Mort il y a cinquante ans, Giono demeure à ce jour le seul écrivain païen de langue française. Une Pléiade, sortie pour l’occasion, permet d’explorer différentes facettes d’une œuvre lumineuse.

« Il y aura eu d’abord pour nous comme une fraîcheur d’eau au creux de la main.  » C’est ainsi que Philippe Jaccottet termine la préface à sa traduction de l’Odyssée, la plus belle sans doute. C’est aussi la sensation que laisse la lecture de l’œuvre de Jean Giono dont on célèbre cette année le cinquantenaire de la mort. Est-ce tout à fait un hasard ? Giono écrit un de ses premiers livres, Naissance de l’Odyssée, qui paraît en 1930, sous les auspices d’Homère, le grand aveugle qui voyait tout. Il s’agit une relecture presque bouffonne du mythe d’Ulysse : le héros de la Guerre de Troie n’a pas vécu toutes les aventures qu’on lui connaît, il a simplement pris son temps, ce franc buveur qui parle bien, pour rentrer à Ithaque, peu pressé de retrouver Pénélope. Alors, pour expliquer son retard de dix ans, il ment et il invente. Mais il le fait avec un tel art qu’on préfère le croire. « Si la légende est plus belle que la réalité, alors imprime la légende » dit une réplique célèbre de L’Homme qui tua Liberty Valance de John Ford.

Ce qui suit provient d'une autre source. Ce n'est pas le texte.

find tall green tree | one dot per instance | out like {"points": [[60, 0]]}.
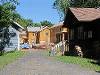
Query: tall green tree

Il fait donc partie de ces écrivains que l’on reconnaît au bout de deux ou trois lignes dans une dégustation à l’aveugle, parce qu’il s’est placé, d’emblée, hors du temps et hors de son temps.

On peut y voir une clef de l’art poétique de Giono. Il ne sera pas un auteur réaliste, ce qui ne veut pas dire, au contraire, qu’il ne nous donnera pas à voir une autre réalité, peut-être plus vraie, plus essentielle. C’est Homère qui permet cette transfiguration émerveillée pour Giono, et cela dès l’enfance. Dans Jean Le Bleu (1932), son seul livre réellement autobiographique, il se décrit enfant au milieu des moissons. Un ouvrier agricole, « l’homme noir », lui donne l’Iliade : «  Je lus l’Iliade au milieu des blés mûrs. On fauchait sur tout le territoire. Les champs lourds se froissaient comme des cuirasses. Les chemins étaient pleins d’hommes portant des faux (…) Cette bataille, ce corps à corps danseur qui faisait balancer les gros poings comme des floquets de fouets, ces épieux, ces piques, ces flèches, ces sabres, ces hurlements, ces fuites et ces retours, et les robes des femmes qui flottaient vers les gerbes étendues ; j’étais dans l’Iliade rousse. » Giono renoue ainsi, et il est le seul dans la littérature du vingtième siècle, avec les modes de récits les plus archaïques, comme la prose scandée du Serpent d’étoiles ou du Grand troupeau, en leur donnant les allures de ces textes fondateurs qui chantent la naissance ou la mort des civilisations.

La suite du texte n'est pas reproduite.